Parliament was briefed on Tuesday on how a student was paid R14-million instead of R1,400  and went on to spend more than R800,000 of it.

None of the parties involved took responsibility for the erroneous payment.

“For me, honestly, it’s the fault of the service provider," said ANC MP Sibongile Mchunu.  "You were not able to pick up that such an amount was deposited into the student's account. We don’t know when did you know?

"We know that former NSFAS employees are now directors of Intellimali. I think because they have worked at NSFAS [National Student Financial Aid Scheme] before, they should have known better", Mchunu said

Intellimali defended itself, saying it had a proven record.

 

 

Instead, it was the student who didn't behave appropriately after receiving the money, Intellimali said.

"In simple terms, we’d like to state there were no over sight, no errors or negligence by a member of Intellimali team in uploading the file the student in question received the correct allocation of R1,400," said Intellimali CEO Michael Ansell.

No one has been charged yet for depositing the millions into Sibongile Mani's account.

The Walter Sisulu University said its staff were also not to blame for the payment.

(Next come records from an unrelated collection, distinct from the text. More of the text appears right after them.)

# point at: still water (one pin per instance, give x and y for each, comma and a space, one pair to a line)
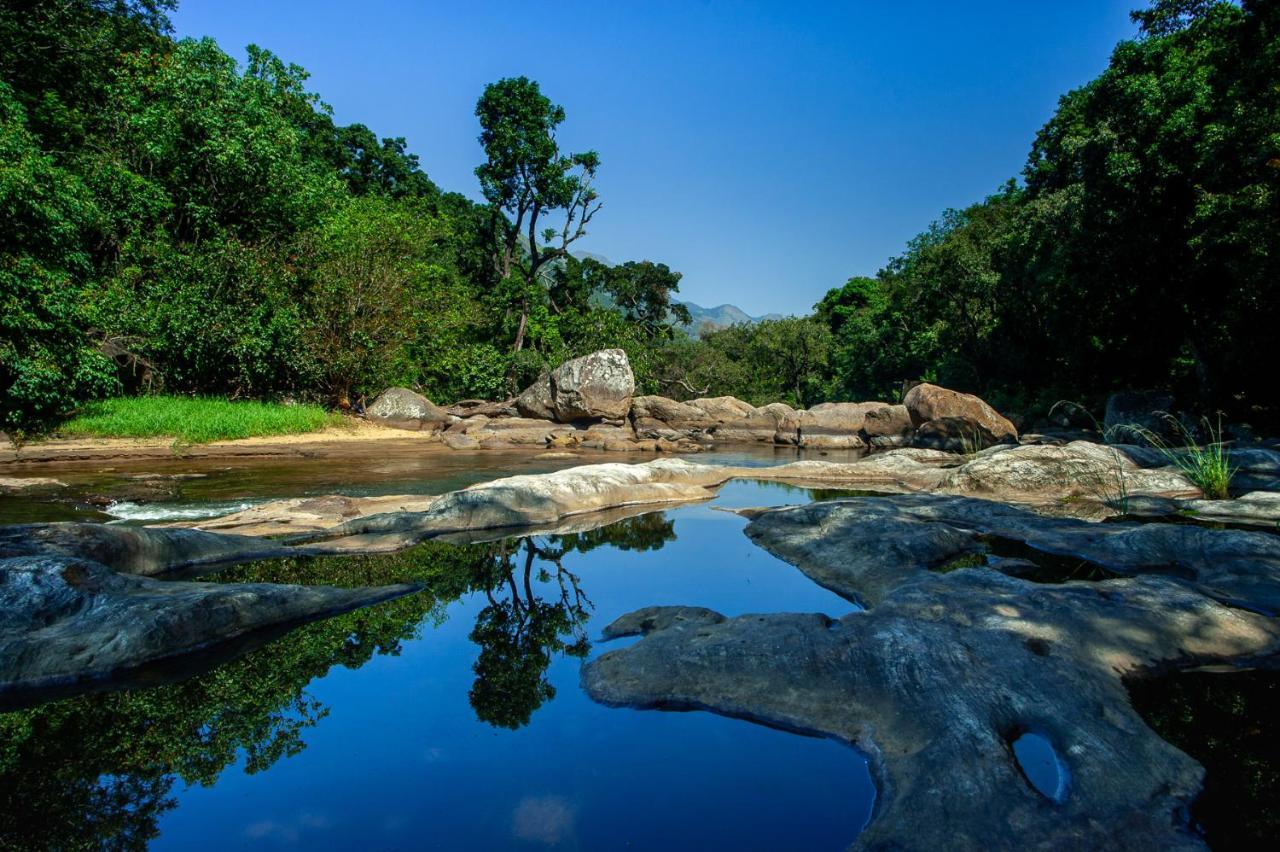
451, 719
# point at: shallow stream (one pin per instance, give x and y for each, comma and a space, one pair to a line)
453, 718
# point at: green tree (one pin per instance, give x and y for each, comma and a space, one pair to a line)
528, 183
46, 361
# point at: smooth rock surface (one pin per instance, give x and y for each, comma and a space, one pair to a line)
946, 670
961, 412
65, 619
403, 408
593, 386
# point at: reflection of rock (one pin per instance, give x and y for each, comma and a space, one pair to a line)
947, 669
65, 619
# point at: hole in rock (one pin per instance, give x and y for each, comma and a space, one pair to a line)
1019, 559
1041, 765
1229, 722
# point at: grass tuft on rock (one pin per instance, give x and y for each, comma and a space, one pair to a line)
195, 420
1207, 466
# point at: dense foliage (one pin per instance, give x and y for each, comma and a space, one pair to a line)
1139, 251
181, 221
176, 220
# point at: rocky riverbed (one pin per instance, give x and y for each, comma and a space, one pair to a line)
960, 649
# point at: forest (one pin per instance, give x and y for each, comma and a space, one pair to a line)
177, 219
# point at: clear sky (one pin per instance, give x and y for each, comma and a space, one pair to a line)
766, 150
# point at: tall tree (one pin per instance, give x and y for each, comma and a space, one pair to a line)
540, 198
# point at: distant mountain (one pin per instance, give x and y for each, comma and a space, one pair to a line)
709, 319
720, 317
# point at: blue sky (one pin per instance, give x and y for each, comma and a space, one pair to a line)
766, 150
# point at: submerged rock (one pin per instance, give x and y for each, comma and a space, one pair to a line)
946, 670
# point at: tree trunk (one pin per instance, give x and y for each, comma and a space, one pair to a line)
520, 330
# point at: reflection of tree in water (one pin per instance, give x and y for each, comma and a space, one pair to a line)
1229, 724
520, 632
99, 770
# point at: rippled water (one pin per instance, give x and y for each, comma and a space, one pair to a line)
453, 718
176, 489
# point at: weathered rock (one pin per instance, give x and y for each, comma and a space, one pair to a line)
963, 415
593, 386
483, 408
1255, 508
28, 484
856, 543
1079, 470
946, 669
708, 420
460, 441
305, 514
535, 401
402, 408
519, 431
65, 619
135, 550
848, 425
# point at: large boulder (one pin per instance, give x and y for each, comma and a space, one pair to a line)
950, 420
598, 385
535, 401
848, 426
402, 408
595, 386
949, 665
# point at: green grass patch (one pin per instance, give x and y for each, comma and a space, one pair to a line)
1207, 465
195, 420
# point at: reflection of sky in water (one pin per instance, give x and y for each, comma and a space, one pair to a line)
402, 763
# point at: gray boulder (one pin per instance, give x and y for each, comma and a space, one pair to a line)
598, 385
965, 418
65, 621
595, 386
403, 408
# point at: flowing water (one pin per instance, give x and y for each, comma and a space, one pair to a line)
452, 718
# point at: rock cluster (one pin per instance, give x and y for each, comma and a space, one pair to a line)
946, 668
588, 402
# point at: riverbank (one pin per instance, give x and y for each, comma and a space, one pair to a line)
327, 441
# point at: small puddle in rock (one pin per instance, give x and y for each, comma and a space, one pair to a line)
1041, 765
1230, 723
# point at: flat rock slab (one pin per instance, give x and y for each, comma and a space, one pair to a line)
945, 670
71, 621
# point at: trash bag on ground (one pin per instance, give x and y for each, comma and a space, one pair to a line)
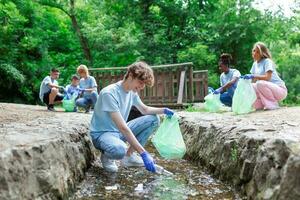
212, 102
244, 97
168, 139
69, 104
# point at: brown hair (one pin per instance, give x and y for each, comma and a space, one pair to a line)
54, 70
141, 71
263, 50
82, 69
225, 59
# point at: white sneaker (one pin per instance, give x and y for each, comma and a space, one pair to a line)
108, 164
134, 160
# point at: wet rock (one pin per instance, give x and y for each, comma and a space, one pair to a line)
43, 155
258, 152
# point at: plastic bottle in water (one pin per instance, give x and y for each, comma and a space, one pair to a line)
160, 170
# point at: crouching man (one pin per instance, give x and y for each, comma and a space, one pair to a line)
109, 130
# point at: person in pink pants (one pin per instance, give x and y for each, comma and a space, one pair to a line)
269, 87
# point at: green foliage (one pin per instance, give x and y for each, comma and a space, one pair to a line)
191, 108
38, 35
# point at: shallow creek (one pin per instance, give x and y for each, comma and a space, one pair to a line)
188, 182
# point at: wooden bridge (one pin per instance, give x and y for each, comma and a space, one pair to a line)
175, 85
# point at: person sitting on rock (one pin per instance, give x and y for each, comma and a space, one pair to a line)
73, 89
269, 87
49, 90
89, 87
228, 80
109, 130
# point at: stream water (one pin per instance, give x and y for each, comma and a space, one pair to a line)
188, 182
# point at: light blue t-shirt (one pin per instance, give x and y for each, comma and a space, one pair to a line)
44, 88
232, 73
263, 67
112, 98
72, 91
89, 82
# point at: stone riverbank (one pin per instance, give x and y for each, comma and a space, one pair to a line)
43, 155
257, 152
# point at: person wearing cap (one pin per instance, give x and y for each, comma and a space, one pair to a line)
228, 79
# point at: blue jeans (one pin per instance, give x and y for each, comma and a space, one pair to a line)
87, 101
225, 97
112, 144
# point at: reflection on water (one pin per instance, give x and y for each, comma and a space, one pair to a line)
188, 182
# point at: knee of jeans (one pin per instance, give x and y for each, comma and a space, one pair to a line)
260, 85
118, 152
94, 96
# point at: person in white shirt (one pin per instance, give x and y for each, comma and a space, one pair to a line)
228, 79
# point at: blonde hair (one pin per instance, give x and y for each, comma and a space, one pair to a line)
264, 52
141, 71
82, 69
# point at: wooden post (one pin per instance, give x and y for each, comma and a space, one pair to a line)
181, 87
191, 85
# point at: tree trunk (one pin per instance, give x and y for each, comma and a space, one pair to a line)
83, 40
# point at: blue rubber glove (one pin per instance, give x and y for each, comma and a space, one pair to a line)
148, 161
168, 112
218, 91
248, 76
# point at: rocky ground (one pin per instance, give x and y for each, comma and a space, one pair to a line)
43, 155
258, 152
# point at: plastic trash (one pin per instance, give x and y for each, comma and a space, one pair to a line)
113, 187
69, 104
168, 139
244, 97
212, 102
139, 188
160, 170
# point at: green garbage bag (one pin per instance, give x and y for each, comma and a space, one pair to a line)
69, 104
212, 102
244, 97
168, 139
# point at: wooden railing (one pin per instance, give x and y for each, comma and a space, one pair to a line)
175, 84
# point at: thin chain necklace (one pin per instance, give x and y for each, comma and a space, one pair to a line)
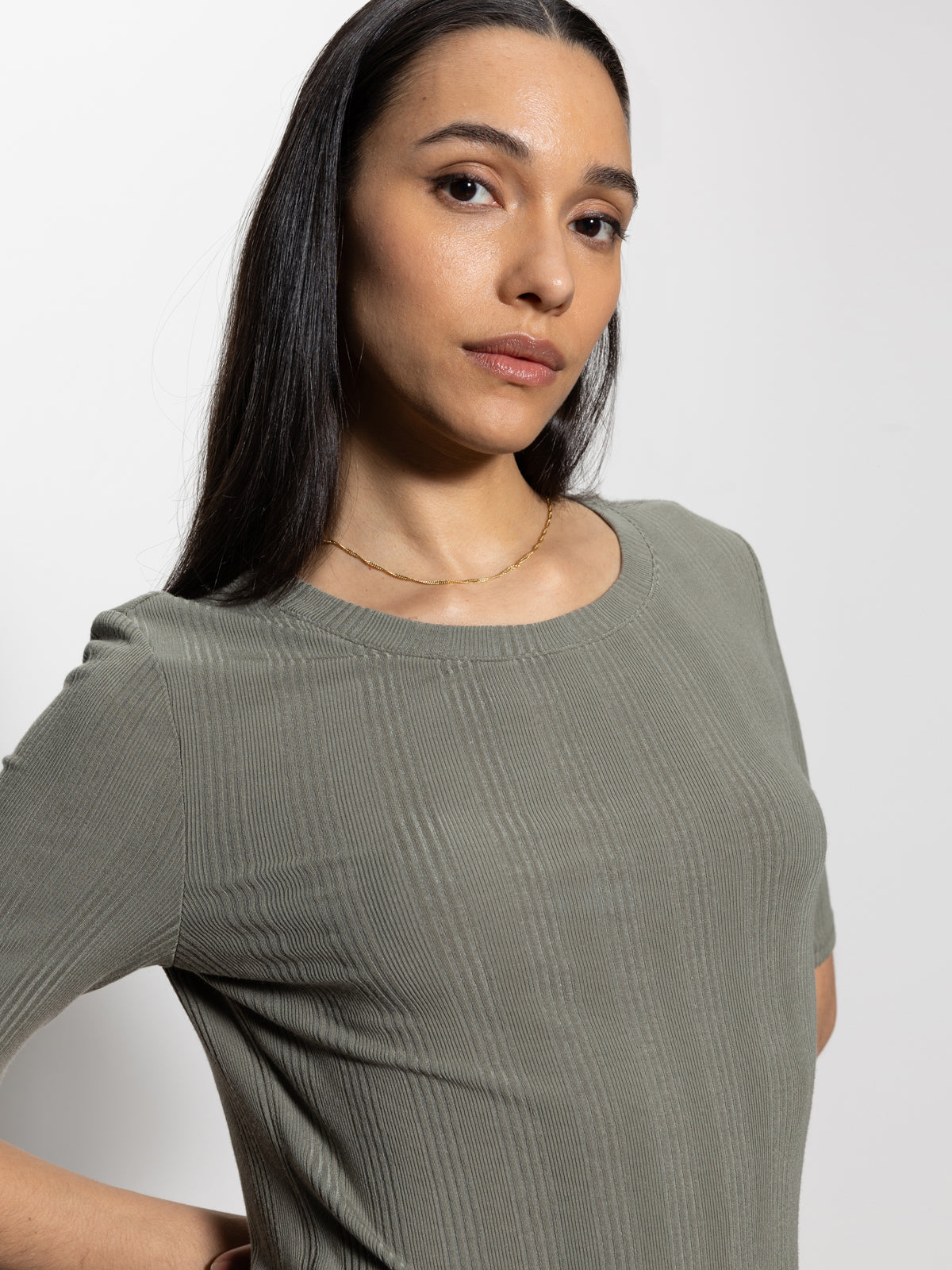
446, 582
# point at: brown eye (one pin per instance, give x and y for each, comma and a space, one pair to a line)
589, 225
463, 190
600, 229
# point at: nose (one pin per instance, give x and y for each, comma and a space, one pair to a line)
536, 267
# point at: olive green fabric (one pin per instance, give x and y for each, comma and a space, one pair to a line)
501, 940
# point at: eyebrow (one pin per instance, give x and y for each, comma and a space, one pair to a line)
597, 175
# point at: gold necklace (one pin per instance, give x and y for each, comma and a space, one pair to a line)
446, 582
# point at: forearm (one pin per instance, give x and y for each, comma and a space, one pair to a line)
55, 1219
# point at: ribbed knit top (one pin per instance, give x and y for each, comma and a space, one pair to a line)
501, 940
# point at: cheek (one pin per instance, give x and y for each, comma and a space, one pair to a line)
410, 286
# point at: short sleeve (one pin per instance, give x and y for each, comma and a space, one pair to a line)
824, 927
92, 835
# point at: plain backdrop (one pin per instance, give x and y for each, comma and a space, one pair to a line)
786, 305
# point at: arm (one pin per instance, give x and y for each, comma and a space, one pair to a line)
825, 1001
92, 857
55, 1219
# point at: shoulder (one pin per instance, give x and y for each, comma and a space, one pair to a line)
685, 537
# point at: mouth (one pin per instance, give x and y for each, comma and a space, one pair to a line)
518, 359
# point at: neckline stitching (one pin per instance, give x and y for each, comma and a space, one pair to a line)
287, 605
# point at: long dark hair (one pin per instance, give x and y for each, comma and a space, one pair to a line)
277, 414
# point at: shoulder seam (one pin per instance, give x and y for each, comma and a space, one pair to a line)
167, 696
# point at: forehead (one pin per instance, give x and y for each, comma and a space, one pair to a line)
555, 97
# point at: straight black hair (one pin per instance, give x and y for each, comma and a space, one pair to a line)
277, 410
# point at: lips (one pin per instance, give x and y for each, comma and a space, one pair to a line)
524, 348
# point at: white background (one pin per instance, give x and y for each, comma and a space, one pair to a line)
786, 302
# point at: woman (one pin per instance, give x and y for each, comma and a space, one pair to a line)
470, 819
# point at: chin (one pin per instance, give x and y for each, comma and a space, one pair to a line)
494, 431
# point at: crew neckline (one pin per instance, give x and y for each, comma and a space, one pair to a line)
406, 637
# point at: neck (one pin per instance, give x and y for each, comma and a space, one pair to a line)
447, 521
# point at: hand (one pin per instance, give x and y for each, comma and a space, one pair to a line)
235, 1259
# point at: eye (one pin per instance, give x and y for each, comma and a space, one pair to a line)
593, 228
463, 188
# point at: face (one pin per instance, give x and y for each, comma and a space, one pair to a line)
488, 205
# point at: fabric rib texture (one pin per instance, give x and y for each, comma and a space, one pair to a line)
501, 940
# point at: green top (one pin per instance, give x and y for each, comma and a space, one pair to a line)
501, 940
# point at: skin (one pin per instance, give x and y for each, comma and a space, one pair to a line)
429, 483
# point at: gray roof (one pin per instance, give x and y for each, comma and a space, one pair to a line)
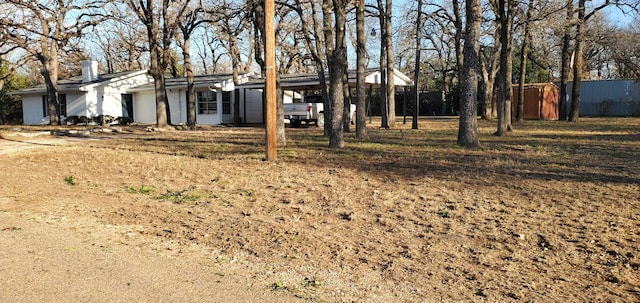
203, 81
74, 84
307, 81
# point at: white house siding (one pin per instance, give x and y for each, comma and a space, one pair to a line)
251, 108
208, 119
109, 96
144, 107
176, 98
32, 110
76, 105
183, 107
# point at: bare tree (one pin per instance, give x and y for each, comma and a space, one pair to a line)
416, 72
361, 123
230, 20
44, 30
505, 16
193, 18
120, 41
161, 22
566, 60
391, 88
468, 127
578, 64
337, 58
524, 50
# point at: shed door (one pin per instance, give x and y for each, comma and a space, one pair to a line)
127, 106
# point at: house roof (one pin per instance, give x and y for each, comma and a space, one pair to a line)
312, 81
75, 84
217, 81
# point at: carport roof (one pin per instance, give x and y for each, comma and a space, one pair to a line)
312, 81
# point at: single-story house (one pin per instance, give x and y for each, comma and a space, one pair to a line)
215, 100
132, 95
89, 95
298, 86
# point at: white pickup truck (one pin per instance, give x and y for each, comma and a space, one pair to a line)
309, 112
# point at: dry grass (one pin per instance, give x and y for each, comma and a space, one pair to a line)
549, 213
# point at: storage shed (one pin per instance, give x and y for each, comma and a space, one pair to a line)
608, 98
540, 101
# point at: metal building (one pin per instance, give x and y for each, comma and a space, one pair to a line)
600, 98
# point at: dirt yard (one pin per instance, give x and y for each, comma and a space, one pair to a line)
550, 213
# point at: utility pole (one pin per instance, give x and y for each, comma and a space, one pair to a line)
270, 80
416, 73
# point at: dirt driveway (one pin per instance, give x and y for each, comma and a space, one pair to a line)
54, 255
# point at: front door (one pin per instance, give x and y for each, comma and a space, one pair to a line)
127, 106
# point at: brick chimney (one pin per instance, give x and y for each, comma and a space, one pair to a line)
89, 71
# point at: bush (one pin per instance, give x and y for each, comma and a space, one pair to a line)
83, 120
103, 119
72, 120
123, 120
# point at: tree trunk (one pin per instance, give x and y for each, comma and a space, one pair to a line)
361, 51
346, 117
281, 136
338, 68
50, 73
382, 90
578, 62
327, 28
391, 89
1, 97
191, 94
504, 79
457, 22
565, 70
416, 71
524, 51
235, 63
468, 127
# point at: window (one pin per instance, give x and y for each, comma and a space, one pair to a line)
62, 99
207, 103
62, 107
226, 103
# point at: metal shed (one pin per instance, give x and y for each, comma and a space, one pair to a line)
540, 101
608, 98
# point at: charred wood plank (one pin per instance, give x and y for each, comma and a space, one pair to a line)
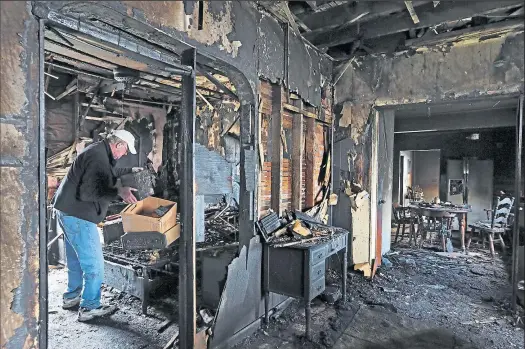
344, 14
297, 157
310, 150
403, 22
277, 148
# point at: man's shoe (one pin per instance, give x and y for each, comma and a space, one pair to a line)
90, 314
70, 303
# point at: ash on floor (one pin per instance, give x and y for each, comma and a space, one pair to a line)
423, 300
126, 329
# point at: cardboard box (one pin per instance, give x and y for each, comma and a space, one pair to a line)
145, 240
134, 220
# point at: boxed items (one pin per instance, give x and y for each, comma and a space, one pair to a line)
143, 181
150, 224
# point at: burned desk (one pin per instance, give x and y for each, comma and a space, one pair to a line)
298, 271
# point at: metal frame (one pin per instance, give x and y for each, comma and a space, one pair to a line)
42, 197
517, 195
187, 301
187, 287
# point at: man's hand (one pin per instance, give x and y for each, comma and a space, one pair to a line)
126, 193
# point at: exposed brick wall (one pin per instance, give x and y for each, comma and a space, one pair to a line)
318, 143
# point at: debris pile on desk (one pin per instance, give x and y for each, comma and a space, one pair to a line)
221, 222
293, 228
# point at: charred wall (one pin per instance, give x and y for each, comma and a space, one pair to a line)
432, 74
489, 67
19, 180
230, 40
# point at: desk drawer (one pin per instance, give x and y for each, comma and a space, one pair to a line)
317, 255
317, 271
337, 244
317, 287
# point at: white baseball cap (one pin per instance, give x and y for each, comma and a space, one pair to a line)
127, 137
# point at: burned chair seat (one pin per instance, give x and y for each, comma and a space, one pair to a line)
495, 225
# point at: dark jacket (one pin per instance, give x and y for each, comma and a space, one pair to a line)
89, 186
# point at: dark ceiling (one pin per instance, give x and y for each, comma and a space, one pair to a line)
344, 29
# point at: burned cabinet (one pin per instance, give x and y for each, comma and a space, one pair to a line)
298, 271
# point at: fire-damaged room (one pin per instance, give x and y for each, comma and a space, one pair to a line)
262, 174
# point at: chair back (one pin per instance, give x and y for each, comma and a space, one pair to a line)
501, 212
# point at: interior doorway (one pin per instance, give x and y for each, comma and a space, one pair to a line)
419, 172
92, 87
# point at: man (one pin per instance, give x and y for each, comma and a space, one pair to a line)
81, 202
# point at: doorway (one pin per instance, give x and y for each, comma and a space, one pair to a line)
92, 87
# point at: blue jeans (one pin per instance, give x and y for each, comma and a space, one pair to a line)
85, 262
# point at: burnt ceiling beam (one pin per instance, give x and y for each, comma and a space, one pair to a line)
403, 22
343, 14
497, 28
386, 44
216, 82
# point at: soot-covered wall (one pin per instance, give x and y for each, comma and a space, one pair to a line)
460, 71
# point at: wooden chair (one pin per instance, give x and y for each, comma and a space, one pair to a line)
403, 217
495, 225
434, 223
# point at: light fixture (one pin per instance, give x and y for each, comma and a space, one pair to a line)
473, 136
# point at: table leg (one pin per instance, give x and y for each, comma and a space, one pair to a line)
345, 272
463, 225
307, 312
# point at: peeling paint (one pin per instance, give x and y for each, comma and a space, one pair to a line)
11, 247
12, 17
11, 141
19, 176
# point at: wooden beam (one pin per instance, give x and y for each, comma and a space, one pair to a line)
402, 22
69, 88
301, 110
412, 12
217, 83
343, 14
297, 158
310, 150
277, 148
312, 4
458, 35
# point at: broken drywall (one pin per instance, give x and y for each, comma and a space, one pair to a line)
489, 67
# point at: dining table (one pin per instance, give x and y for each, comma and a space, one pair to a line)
441, 210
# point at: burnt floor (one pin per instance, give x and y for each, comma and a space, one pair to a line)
126, 329
424, 300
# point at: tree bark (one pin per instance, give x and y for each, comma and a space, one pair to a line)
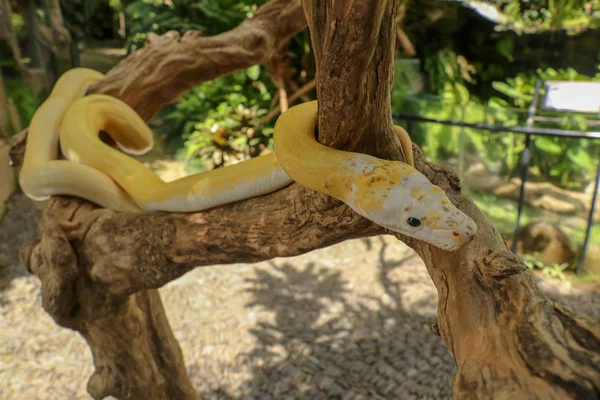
7, 32
508, 340
197, 59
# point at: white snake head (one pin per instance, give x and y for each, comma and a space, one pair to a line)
401, 199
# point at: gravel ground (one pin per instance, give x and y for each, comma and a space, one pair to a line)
351, 321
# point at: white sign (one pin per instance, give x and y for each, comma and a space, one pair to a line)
576, 96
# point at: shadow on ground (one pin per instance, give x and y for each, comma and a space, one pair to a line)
325, 343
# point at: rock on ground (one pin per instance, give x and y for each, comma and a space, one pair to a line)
352, 321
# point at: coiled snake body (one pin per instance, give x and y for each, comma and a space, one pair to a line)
390, 193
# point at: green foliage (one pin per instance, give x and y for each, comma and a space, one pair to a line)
573, 16
555, 271
219, 121
209, 16
567, 162
216, 123
87, 19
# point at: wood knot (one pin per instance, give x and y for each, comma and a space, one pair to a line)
496, 266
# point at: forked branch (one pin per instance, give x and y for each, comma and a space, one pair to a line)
508, 340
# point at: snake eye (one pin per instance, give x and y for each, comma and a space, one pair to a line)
414, 222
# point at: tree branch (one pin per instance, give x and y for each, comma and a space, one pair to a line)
508, 340
166, 68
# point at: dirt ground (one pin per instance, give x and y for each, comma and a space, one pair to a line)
351, 321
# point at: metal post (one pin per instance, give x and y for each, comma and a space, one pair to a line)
526, 155
588, 231
34, 49
525, 162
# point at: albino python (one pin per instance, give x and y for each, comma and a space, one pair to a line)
392, 194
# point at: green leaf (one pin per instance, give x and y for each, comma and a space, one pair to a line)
581, 158
253, 72
548, 145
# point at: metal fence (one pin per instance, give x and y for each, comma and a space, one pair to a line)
530, 132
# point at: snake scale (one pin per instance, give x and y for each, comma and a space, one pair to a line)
392, 194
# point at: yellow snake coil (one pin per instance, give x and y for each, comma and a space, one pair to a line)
392, 194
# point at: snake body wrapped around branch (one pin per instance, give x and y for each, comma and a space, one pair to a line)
392, 194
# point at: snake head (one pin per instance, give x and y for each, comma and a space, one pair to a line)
401, 199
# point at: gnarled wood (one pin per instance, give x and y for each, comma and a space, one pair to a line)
508, 340
193, 58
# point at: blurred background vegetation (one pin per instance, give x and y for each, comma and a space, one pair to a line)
472, 61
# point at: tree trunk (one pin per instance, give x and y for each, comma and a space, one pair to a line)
7, 33
99, 268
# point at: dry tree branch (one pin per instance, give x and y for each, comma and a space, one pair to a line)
508, 340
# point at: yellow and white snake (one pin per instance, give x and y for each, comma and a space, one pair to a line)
392, 194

“We are not suspecting any rogue behaviour from any of our staff members ... it seems to us that our own internal systems are looking fine,” said the university's vice-chancellor, Rob Midgley.

The university was giving Mani support in dealing with both her situation and the media.

“To treat somebody as innocent until proven guilty, I think that is the way to go," Midgley, said.

"I also indicated in my initial report that we did not want to isolate any individual. We can’t just charge anybody without any suspicions. Let’s find out what it is and once we know, we will proceed against all those involved because if we don’t, we‘re actually losing the battle," he said.

NSFAS CEO Steven Zwane said it had asked the university to explain how such a large amount of money had been paid out.

"Speedily they responded to us and outlined the fact that from their side nothing happened. But they do suspect that issue could be with the third party,” he said, referring to Intellimali.

The matter is now under forensic investigation by an independent firm and the South African Police Service.